Scythian Burial Mound: Чурт доллу барз, Churt Barzu Dolly

Dotting the fields of modern-day Chechnya are Bronze Age burial mounds created by the “classical Scythians,” known to the Greeks as a militaristic, pastoral Iranic people who lived by the Northern Black Sea.


First Century BC map of the land between the Black and Caspian Seas.

In 612 BC, the Scythians conquered the Assyrian capital of Niniveh and moved East. Along the way they made funerary mounds, six of which were excavated near the village of Gojty in modern-day Chechnya.


Modern map of the land between the Black and Caspian Seas.

The most interesting mound, or kurgan, is the Чурт доллу барз, or Churt Barzu Dolly.

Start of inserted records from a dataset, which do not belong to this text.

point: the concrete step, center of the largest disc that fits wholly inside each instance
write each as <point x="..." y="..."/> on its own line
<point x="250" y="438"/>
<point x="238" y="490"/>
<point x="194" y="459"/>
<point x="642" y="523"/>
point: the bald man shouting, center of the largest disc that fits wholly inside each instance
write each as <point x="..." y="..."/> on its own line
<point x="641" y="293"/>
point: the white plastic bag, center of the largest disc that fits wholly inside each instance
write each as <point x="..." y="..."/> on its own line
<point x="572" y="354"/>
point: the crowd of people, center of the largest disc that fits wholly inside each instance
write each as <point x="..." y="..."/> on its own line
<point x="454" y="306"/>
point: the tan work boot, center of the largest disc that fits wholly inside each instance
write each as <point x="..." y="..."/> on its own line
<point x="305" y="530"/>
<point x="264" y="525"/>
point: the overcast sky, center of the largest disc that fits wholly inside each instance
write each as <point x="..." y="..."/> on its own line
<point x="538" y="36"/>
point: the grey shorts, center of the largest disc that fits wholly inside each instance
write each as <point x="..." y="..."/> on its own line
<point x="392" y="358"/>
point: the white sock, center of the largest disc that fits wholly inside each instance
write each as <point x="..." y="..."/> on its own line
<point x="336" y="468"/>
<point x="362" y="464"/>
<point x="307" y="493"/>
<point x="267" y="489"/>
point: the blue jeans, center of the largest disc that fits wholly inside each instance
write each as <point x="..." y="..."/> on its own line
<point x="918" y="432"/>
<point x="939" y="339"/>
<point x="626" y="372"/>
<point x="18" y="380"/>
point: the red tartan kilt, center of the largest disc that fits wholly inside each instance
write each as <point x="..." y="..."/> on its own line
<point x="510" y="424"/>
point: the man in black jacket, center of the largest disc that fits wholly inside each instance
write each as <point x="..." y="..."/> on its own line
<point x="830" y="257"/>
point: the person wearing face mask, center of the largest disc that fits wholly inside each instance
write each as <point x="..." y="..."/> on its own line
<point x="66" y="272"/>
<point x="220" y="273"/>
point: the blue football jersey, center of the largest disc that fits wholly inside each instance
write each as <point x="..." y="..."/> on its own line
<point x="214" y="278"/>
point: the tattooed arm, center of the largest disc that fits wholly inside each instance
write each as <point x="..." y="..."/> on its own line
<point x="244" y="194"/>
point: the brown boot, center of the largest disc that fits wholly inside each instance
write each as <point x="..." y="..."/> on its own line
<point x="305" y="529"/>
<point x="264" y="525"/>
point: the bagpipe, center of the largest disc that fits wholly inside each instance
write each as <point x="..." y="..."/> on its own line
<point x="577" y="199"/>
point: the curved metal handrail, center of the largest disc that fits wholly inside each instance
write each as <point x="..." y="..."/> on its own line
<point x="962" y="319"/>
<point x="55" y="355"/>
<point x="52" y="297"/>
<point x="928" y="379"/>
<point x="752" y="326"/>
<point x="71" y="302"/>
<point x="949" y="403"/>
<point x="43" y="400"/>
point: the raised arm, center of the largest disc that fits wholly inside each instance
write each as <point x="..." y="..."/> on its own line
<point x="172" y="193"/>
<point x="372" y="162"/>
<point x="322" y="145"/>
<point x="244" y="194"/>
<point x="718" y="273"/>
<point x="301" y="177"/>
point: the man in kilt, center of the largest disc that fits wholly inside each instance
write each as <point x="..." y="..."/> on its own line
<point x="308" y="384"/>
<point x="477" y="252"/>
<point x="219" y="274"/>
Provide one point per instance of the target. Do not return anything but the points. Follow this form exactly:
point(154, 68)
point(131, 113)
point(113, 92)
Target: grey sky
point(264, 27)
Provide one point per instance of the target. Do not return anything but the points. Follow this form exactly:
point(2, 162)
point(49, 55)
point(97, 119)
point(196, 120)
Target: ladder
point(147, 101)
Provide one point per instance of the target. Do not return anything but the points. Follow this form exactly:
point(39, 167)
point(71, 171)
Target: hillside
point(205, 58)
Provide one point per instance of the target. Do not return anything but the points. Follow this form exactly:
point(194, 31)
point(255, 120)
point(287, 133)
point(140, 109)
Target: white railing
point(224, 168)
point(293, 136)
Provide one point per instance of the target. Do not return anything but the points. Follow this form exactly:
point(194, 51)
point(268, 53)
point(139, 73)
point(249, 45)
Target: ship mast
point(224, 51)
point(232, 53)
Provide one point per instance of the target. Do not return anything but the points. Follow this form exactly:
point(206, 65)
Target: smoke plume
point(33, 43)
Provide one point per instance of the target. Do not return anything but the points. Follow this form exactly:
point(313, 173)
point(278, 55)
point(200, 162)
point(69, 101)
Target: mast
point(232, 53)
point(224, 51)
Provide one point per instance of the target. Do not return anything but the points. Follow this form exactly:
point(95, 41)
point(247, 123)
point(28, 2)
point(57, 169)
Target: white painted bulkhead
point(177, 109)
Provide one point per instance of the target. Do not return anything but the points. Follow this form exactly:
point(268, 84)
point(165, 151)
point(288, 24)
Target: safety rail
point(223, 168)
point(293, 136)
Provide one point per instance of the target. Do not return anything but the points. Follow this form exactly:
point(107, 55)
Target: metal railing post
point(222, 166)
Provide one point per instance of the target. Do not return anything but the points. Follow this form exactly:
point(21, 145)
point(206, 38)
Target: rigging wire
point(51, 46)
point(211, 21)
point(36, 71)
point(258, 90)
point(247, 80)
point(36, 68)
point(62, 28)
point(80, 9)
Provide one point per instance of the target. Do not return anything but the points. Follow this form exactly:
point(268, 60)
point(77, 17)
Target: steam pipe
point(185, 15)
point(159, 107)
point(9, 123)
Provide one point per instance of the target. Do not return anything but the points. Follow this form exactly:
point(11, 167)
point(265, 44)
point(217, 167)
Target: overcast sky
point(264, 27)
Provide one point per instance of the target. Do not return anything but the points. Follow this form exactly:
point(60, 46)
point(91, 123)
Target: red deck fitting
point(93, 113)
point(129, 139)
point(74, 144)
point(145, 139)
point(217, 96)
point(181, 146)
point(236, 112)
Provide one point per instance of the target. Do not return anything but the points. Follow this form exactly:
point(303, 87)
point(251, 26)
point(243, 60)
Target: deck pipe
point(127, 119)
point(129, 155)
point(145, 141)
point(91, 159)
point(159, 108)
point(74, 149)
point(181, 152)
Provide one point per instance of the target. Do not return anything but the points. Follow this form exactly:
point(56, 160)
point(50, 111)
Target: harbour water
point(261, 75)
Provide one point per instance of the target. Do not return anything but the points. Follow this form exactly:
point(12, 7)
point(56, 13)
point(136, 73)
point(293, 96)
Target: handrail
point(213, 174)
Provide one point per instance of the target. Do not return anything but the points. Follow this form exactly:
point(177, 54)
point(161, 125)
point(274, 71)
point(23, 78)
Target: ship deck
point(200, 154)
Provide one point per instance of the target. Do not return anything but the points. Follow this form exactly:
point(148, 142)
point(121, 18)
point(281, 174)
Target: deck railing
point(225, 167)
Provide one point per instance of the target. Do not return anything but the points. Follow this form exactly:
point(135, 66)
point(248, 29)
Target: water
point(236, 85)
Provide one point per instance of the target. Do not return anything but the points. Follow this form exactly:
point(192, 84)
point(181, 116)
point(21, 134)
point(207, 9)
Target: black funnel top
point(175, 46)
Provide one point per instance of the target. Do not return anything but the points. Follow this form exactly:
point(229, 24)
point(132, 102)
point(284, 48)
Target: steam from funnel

The tomb contained soldiers (men and women) dressed in full armor with weapons, as well as murdered female slaves, who would have come from another tribe. However, there was also a unique find.

A bone comb.

On top was a winged deer, kneeling, listening, and ready to jump to its feet.

In the National Museum, New Delhi, there is a stone palette, which shows a winged Indo-Scythian horseman riding a winged deer, and being attacked by a lion. Indo-Scythian art combines Greek and Iranian influences, and the winged deer appears in both mythologies. The Greeks saw her as Artemis.

Did an Indo-Scythian carver put the virginal huntress on the bone comb to protect the young girls, relieve them of disease, and hunt with the soldiers’ bows and arrows?